Let $f : \operatorname{sp}(1) \to \operatorname{sp}(1)$ be a linear map which commutes with the adjoint representation of $\operatorname{Sp}(1)$, i.e. $f(\operatorname{Ad}_g X) = \operatorname{Ad}_g f(X)$ for all $g \in \operatorname{Sp}(1)$, $X \in \operatorname{sp}(1)$. I have managed to prove that necessarily $f = \lambda I$ by direct inspection (using the adjoint representation of $\operatorname{sp}(1)$ on itself, and the isomorphism $\operatorname{sp}(1) \cong (\mathbb{R}^3, \times)$).
However, the adjoint rep. of $\operatorname{Sp}(1)$ is irreducible, and that reminds me of Schur's lemma. It is not directly applicable, however, because $\operatorname{sp}(1)$ is a real vector space and not a complex one. Is it possible to argue in this way regardless? Perhaps by complexifying $\operatorname{sp}(1)$? I'm interested if there is some representation theory machinery that could squash this bug.
Schur's lemma over a commutative ring $k$ says that the endomorphism $k$-algebra of an irreducible representation (more precisely, a simple object in any $k$-linear abelian category - the argument is very general) is a division algebra over $k$, which is finite-dimensional if the representation is finite-dimensional. When $k = \mathbb{R}$ this implies that the endomorphism algebra of a finite-dimensional irreducible representation is $\mathbb{R}$ or $\mathbb{C}$ or $\mathbb{H}$ (by the Frobenius theorem). But $\dim_{\mathbb{R}} \mathfrak{sp}(1) = 3$ is odd so it can't be a module over $\mathbb{C}$ or $\mathbb{H}$.

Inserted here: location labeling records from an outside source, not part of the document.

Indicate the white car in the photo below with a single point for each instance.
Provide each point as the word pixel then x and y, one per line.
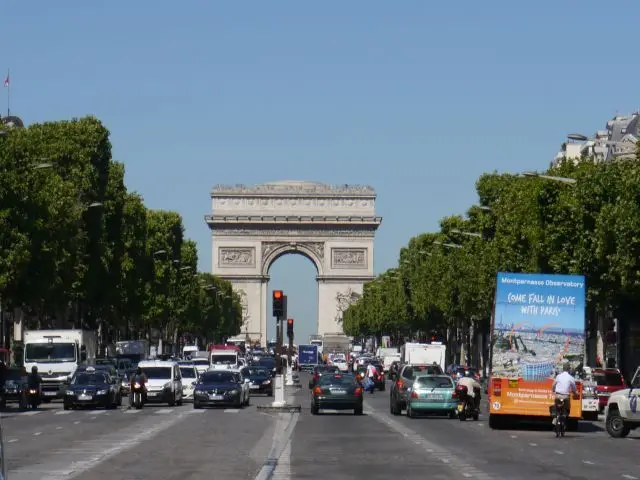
pixel 342 364
pixel 189 379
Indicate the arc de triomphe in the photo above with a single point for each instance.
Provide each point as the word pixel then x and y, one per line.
pixel 334 226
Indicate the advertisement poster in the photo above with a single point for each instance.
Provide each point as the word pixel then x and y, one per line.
pixel 538 325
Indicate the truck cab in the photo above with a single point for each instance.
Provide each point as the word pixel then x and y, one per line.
pixel 621 413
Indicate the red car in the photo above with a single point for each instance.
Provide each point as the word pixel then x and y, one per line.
pixel 608 380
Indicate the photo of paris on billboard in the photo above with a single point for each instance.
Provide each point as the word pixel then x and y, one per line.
pixel 538 324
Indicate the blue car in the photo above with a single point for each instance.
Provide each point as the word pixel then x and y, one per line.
pixel 220 387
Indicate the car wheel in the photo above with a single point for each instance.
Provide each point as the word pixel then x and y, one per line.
pixel 615 425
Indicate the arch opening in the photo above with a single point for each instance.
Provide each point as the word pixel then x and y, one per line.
pixel 294 272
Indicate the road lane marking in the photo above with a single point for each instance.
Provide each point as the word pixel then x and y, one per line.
pixel 93 452
pixel 281 438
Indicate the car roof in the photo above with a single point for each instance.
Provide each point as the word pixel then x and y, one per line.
pixel 157 363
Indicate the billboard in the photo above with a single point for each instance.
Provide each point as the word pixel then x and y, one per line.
pixel 539 324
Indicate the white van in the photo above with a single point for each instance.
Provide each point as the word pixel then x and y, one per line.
pixel 164 381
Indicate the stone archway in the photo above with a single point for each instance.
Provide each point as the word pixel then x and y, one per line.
pixel 333 226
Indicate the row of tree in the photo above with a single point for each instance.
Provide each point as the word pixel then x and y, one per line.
pixel 576 218
pixel 78 249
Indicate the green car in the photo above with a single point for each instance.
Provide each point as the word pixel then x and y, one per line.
pixel 432 394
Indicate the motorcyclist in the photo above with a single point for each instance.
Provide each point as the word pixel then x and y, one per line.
pixel 137 377
pixel 473 389
pixel 563 386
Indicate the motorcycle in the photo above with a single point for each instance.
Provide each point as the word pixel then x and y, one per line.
pixel 466 404
pixel 138 395
pixel 33 397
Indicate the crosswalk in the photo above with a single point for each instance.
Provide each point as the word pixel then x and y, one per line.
pixel 119 411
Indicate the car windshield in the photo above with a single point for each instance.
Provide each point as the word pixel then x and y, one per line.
pixel 219 377
pixel 342 380
pixel 157 373
pixel 223 359
pixel 434 382
pixel 89 379
pixel 425 370
pixel 608 379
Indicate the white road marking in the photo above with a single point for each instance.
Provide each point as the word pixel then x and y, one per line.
pixel 164 411
pixel 94 452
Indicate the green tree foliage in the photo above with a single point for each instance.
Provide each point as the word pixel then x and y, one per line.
pixel 78 249
pixel 521 224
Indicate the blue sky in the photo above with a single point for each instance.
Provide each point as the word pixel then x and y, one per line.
pixel 415 98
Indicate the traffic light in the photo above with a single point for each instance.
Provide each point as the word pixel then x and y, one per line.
pixel 278 303
pixel 290 327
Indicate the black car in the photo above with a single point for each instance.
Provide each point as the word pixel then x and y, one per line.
pixel 337 392
pixel 92 388
pixel 260 380
pixel 12 391
pixel 321 370
pixel 218 387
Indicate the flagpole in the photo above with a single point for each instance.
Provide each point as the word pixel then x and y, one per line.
pixel 9 93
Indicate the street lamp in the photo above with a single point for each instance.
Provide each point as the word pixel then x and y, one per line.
pixel 448 245
pixel 569 181
pixel 469 234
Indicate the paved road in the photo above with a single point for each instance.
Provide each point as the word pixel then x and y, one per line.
pixel 182 443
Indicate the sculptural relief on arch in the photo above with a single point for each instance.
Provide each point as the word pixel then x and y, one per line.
pixel 334 226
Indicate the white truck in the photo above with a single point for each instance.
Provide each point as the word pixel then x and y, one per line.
pixel 423 354
pixel 57 354
pixel 621 413
pixel 224 358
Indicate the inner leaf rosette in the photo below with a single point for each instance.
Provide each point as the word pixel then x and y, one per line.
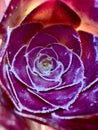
pixel 42 74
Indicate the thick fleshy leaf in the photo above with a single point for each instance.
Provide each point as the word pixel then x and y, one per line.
pixel 42 40
pixel 64 55
pixel 62 98
pixel 19 67
pixel 16 40
pixel 65 35
pixel 41 84
pixel 85 106
pixel 53 12
pixel 26 100
pixel 89 58
pixel 75 74
pixel 11 121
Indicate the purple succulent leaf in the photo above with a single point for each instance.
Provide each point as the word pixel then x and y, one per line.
pixel 41 39
pixel 9 120
pixel 19 67
pixel 64 55
pixel 41 84
pixel 46 72
pixel 62 98
pixel 26 100
pixel 75 74
pixel 85 106
pixel 66 35
pixel 35 52
pixel 89 58
pixel 16 40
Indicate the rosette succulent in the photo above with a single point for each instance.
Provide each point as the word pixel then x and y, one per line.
pixel 49 70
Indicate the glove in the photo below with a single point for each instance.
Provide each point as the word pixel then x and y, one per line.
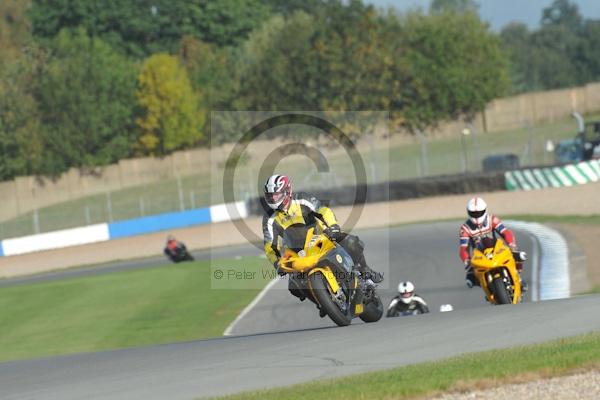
pixel 280 272
pixel 468 266
pixel 334 232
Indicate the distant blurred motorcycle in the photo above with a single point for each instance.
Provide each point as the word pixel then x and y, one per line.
pixel 176 250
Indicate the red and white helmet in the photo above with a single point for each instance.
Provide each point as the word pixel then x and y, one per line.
pixel 278 192
pixel 477 210
pixel 406 291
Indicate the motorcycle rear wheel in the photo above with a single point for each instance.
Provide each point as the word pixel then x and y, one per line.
pixel 499 290
pixel 321 292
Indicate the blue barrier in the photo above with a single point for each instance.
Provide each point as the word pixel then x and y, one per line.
pixel 161 222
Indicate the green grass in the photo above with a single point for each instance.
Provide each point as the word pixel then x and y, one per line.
pixel 558 219
pixel 445 156
pixel 472 370
pixel 121 309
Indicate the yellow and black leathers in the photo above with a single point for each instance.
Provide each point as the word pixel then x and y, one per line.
pixel 304 209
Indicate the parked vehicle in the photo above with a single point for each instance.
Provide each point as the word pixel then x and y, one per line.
pixel 500 162
pixel 585 146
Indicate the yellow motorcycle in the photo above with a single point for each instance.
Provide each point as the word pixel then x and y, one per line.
pixel 324 272
pixel 495 268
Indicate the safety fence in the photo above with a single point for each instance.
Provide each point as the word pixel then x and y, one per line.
pixel 115 230
pixel 524 179
pixel 558 176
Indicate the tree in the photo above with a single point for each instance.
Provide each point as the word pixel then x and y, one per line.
pixel 562 12
pixel 86 100
pixel 225 22
pixel 171 118
pixel 456 6
pixel 141 28
pixel 21 146
pixel 455 67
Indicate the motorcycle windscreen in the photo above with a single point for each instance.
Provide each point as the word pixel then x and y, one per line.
pixel 340 258
pixel 294 236
pixel 486 243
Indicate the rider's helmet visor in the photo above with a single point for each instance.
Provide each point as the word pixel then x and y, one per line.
pixel 476 214
pixel 274 198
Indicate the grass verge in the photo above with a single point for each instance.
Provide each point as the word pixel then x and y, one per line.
pixel 558 219
pixel 477 370
pixel 121 309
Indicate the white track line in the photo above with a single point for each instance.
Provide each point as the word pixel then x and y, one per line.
pixel 250 306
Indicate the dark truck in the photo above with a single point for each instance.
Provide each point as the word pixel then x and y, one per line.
pixel 585 146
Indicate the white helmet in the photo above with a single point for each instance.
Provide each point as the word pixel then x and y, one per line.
pixel 477 210
pixel 407 291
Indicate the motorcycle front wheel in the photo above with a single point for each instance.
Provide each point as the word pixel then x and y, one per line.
pixel 319 287
pixel 373 310
pixel 499 290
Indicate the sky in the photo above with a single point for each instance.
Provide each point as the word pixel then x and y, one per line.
pixel 500 12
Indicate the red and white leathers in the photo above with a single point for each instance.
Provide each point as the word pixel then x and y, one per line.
pixel 471 234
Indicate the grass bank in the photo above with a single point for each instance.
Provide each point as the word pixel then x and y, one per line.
pixel 469 371
pixel 558 219
pixel 173 303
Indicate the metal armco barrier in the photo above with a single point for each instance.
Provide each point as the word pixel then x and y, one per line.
pixel 559 176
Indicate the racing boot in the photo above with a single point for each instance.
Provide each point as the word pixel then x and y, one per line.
pixel 322 312
pixel 367 272
pixel 524 287
pixel 470 279
pixel 370 275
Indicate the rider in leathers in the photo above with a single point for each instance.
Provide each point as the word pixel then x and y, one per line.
pixel 287 208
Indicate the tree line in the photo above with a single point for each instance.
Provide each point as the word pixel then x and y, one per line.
pixel 85 83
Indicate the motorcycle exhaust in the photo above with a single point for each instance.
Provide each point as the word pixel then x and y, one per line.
pixel 520 256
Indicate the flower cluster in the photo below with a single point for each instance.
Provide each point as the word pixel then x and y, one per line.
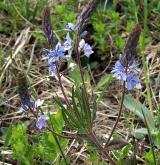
pixel 30 105
pixel 64 51
pixel 128 73
pixel 42 121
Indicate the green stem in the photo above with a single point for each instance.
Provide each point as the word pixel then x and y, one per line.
pixel 144 59
pixel 58 144
pixel 91 135
pixel 150 138
pixel 119 115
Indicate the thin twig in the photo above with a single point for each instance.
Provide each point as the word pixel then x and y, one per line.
pixel 119 115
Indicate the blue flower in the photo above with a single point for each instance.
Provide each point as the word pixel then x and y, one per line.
pixel 52 67
pixel 68 46
pixel 31 104
pixel 128 74
pixel 83 34
pixel 86 48
pixel 41 121
pixel 132 81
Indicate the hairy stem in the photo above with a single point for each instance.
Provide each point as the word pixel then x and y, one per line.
pixel 91 135
pixel 62 88
pixel 79 64
pixel 119 115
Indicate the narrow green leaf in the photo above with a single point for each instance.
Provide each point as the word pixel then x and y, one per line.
pixel 8 136
pixel 136 107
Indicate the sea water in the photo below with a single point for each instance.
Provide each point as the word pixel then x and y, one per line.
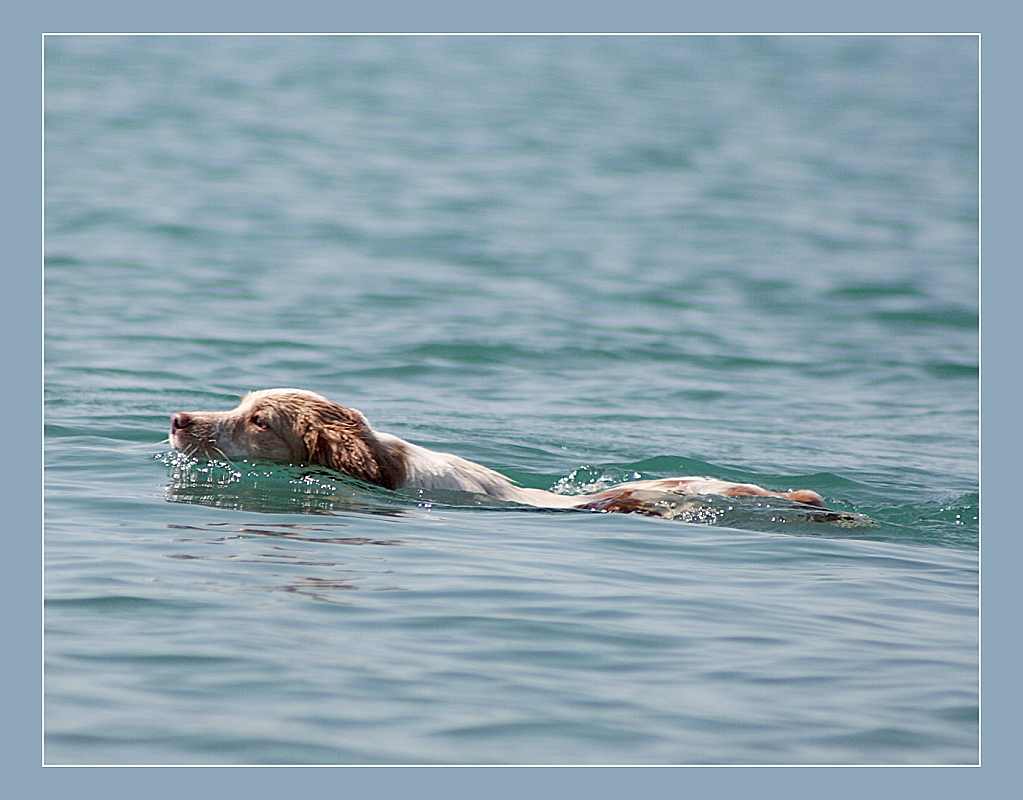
pixel 577 261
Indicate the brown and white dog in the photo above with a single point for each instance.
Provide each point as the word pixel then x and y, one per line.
pixel 300 427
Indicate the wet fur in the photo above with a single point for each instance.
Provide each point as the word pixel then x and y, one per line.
pixel 301 427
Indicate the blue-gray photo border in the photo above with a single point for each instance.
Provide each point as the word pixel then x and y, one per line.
pixel 21 317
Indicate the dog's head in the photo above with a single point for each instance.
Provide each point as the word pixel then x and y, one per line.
pixel 292 426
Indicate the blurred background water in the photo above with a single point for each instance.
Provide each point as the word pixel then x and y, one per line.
pixel 573 259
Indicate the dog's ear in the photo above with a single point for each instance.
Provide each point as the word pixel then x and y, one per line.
pixel 340 438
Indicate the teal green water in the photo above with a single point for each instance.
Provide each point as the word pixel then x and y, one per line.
pixel 575 260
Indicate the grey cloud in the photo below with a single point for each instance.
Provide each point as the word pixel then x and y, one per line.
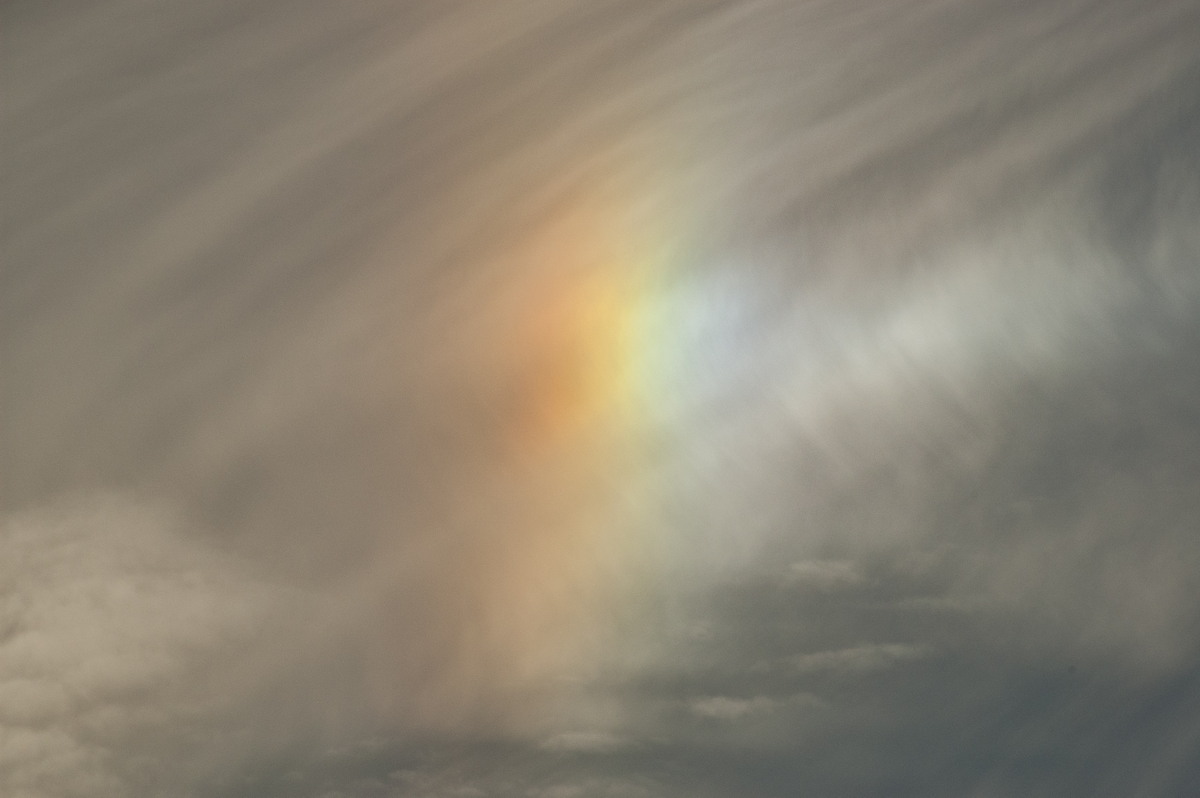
pixel 913 515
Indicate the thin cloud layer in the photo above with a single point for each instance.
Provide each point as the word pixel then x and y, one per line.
pixel 600 399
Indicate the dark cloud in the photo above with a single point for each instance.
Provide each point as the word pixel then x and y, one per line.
pixel 318 468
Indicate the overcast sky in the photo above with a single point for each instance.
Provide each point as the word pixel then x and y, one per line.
pixel 569 399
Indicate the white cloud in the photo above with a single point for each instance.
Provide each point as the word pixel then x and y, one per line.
pixel 111 615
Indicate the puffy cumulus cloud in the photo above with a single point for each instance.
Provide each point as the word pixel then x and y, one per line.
pixel 114 625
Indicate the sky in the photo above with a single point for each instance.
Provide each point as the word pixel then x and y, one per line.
pixel 617 399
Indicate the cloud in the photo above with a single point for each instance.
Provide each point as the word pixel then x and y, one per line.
pixel 112 619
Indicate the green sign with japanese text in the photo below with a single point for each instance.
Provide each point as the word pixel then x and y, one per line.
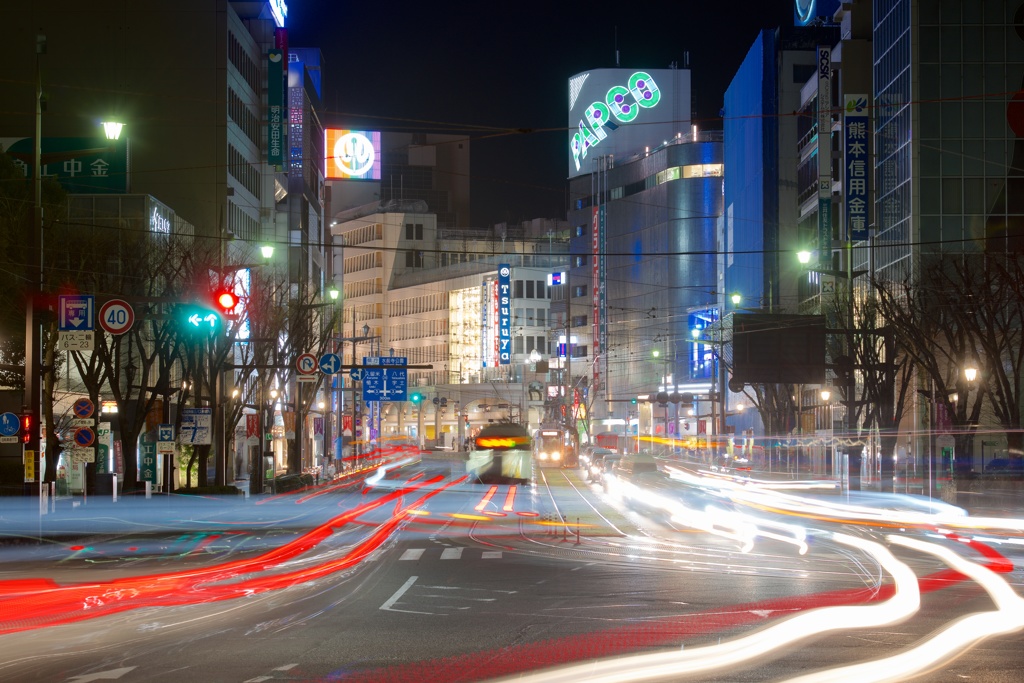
pixel 81 165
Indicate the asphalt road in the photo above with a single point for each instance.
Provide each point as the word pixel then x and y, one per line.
pixel 427 583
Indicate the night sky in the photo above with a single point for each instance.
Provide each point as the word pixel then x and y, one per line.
pixel 496 70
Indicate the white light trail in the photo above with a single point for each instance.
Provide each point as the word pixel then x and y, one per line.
pixel 905 601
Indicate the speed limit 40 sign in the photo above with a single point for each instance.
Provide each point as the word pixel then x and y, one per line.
pixel 117 316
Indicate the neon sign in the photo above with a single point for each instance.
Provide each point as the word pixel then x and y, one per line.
pixel 504 314
pixel 352 154
pixel 622 103
pixel 280 11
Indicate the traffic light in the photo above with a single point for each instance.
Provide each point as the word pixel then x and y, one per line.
pixel 226 300
pixel 27 423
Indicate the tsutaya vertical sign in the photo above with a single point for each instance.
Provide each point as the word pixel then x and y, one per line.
pixel 275 108
pixel 597 283
pixel 824 156
pixel 857 181
pixel 504 314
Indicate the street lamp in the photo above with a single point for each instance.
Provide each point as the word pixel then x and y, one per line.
pixel 112 129
pixel 825 395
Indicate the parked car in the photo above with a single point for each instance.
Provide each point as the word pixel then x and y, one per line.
pixel 603 466
pixel 635 477
pixel 628 468
pixel 591 453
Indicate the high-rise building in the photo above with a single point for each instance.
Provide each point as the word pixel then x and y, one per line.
pixel 645 194
pixel 199 115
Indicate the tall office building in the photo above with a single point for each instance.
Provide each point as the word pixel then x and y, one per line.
pixel 197 113
pixel 762 211
pixel 645 199
pixel 949 133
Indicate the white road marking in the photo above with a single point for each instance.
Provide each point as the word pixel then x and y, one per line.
pixel 452 553
pixel 389 603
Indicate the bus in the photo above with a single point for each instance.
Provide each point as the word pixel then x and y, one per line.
pixel 502 454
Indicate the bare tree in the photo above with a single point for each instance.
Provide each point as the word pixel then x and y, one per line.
pixel 939 322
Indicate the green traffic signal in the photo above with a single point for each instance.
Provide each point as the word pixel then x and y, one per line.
pixel 199 319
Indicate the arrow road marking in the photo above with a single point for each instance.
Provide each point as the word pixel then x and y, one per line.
pixel 389 603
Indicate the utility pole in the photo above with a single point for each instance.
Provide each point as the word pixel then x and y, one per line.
pixel 33 351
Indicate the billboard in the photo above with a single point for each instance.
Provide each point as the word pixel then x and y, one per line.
pixel 624 112
pixel 770 348
pixel 351 155
pixel 806 12
pixel 275 109
pixel 504 314
pixel 856 162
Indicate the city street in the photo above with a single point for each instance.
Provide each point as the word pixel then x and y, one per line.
pixel 418 577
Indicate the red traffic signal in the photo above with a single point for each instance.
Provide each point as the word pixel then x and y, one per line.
pixel 27 422
pixel 226 300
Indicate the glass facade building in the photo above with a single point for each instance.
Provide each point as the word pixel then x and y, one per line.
pixel 947 81
pixel 643 257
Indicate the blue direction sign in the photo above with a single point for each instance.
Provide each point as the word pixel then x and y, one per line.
pixel 385 360
pixel 385 383
pixel 9 424
pixel 84 437
pixel 330 364
pixel 76 312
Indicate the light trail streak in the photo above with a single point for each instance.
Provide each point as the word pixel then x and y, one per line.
pixel 485 501
pixel 33 603
pixel 948 642
pixel 905 601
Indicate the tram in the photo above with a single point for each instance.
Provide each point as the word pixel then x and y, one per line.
pixel 556 446
pixel 503 454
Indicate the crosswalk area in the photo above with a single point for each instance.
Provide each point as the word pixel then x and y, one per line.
pixel 413 554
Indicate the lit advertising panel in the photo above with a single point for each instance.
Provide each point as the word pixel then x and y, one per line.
pixel 504 314
pixel 352 155
pixel 623 112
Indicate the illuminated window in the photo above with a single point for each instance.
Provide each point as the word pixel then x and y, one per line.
pixel 702 171
pixel 668 174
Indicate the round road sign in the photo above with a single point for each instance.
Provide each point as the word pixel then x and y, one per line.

Using complexification will also work. It's a nice exercise to show that if $V$ is a representation over $\mathbb{R}$ then
$$\text{End}_{\mathbb{C}}(V \otimes_{\mathbb{R}} \mathbb{C}) \cong \text{End}_{\mathbb{R}}(V) \otimes_{\mathbb{R}} \mathbb{C}$$
and a computation of the complexifications of $\mathbb{C}$ and $\mathbb{H}$ will then show that a real irreducible representation has endomorphism algebra $\mathbb{R}$ iff its complexification is irreducible (provided that the complexification is semisimple - that’s true in this case and I think it’s true in general but it might require an additional argument), so you can try to show that. It amounts to showing that the adjoint representation of the complexification
$$\mathfrak{sp}(1) \otimes_{\mathbb{R}} \mathbb{C} \cong \mathfrak{sp}_2(\mathbb{C}) \cong \mathfrak{sl}_2(\mathbb{C})$$
is irreducible. You can check out Frobenius-Schur indicators for more on this sort of thing.